The Europeans don't want to leave this right to the U.S. which, as the "only superpower left," has long since acted as supreme prosecutor, judge and executor. They pointedly ignore America's warning to leave the loyal partner in its backyard alone. So, although the case at hand is very unsuitable for setting an example, Euro politicians "cannot" deny their general and indeed very political will to self-assertion. At the same time they therefore "have to" vow that good relations with Chile should not and must not suffer because of an initiative by their judiciary, independent as it is. But because those relations do suffer considerably, the European governments see a need to make it clear that the human-rights weapon is there to serve a political purpose. Law and politics have to be in proper relation to each other. At the same time, this mustn't jeopardize the credibility of that weapon (which they call "ethical foreign policy"), either in foreign affairs or vis-à-vis their own citizens.

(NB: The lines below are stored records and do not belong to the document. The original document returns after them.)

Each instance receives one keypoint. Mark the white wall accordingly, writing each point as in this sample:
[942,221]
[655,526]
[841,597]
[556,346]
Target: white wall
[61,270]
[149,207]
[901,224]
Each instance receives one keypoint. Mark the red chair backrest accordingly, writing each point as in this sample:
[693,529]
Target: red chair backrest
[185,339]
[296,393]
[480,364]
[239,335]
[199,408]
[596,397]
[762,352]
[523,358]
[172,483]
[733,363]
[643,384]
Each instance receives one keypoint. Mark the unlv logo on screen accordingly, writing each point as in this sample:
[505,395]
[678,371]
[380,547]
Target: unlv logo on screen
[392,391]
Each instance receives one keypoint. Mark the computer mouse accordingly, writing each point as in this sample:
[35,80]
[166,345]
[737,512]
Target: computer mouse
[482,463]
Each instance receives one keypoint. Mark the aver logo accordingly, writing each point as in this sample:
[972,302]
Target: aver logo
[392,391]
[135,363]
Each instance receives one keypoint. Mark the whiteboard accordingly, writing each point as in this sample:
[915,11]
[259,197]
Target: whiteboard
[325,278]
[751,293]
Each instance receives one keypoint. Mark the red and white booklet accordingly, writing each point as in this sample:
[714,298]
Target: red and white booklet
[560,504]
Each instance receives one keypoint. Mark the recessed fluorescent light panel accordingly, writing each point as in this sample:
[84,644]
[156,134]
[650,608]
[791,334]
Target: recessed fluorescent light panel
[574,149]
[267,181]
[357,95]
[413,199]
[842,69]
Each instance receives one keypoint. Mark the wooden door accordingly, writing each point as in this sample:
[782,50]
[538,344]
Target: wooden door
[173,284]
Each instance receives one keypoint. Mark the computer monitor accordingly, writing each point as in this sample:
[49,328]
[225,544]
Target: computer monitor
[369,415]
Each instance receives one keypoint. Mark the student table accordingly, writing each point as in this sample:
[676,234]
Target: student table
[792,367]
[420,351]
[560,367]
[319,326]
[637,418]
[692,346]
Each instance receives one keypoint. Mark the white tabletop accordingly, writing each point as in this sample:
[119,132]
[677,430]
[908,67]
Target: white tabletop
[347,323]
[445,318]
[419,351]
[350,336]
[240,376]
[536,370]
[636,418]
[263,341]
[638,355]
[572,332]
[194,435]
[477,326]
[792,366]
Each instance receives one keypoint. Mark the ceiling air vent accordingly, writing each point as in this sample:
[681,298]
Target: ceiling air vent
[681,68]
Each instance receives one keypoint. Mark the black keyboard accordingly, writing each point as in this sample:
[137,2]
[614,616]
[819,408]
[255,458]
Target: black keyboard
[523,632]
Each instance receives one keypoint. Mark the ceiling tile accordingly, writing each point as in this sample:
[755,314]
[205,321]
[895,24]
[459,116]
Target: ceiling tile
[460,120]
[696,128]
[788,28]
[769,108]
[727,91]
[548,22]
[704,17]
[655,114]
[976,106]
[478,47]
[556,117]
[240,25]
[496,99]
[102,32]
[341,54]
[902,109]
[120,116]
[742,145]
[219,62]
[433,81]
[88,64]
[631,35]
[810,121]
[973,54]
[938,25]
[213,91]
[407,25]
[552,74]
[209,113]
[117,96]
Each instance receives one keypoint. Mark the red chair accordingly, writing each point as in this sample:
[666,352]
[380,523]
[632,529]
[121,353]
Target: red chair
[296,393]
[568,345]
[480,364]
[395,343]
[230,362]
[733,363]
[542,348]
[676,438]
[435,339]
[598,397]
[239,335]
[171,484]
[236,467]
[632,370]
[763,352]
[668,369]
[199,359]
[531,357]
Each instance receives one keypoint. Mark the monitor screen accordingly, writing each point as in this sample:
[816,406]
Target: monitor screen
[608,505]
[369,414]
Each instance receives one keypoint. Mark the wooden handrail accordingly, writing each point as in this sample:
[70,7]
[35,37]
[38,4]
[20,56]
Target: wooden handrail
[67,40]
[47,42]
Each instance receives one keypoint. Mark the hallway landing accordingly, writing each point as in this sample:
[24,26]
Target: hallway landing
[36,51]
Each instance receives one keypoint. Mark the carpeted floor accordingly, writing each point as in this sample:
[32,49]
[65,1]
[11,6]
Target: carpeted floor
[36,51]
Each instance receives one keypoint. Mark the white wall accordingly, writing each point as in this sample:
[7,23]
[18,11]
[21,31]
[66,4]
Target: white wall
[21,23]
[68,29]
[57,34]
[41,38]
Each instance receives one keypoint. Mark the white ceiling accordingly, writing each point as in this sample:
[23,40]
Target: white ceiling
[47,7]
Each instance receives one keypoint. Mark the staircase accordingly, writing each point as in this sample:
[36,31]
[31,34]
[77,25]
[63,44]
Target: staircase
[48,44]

This is the material the political decision-makers have to consider. The area in which they weigh the pros and cons of prosecuting Pinochet to lead to the desired result is — appropriately enough — the law and its interpretation. This creates jobs at least. All sorts of chambers, institutions, and hundreds of experts are turning over questions such as how to define "immunity" and "genocide," whether, and when, torture, barracking in football stadiums and "making persons disappear" are allowed by international law, etc., as if they were at law school. One guaranteed result of this will be qualified expertises offering legal titles to meet any need when it comes to justifying the decision finally made on the basis of a national political calculation. No matter whether the House of Lords settles on pointedly asserting Britain's right to supremacy even in an unwanted case, or, conversely, stresses the unsuitability of the human-rights weapon in this case, thereby underlining its general validity — human rights are nothing but an instrument of imperialist politics.

P.S. For the time being, the Lord Judges have voted against Pinochet's immunity, thereby giving the "credibility" of democratic foreign policy a slim victory (3:2). Now it is up to the British Home Secretary to put this decision in proportion with "political good sense." After all the legal to-and-fro, the government will in any case have the final say.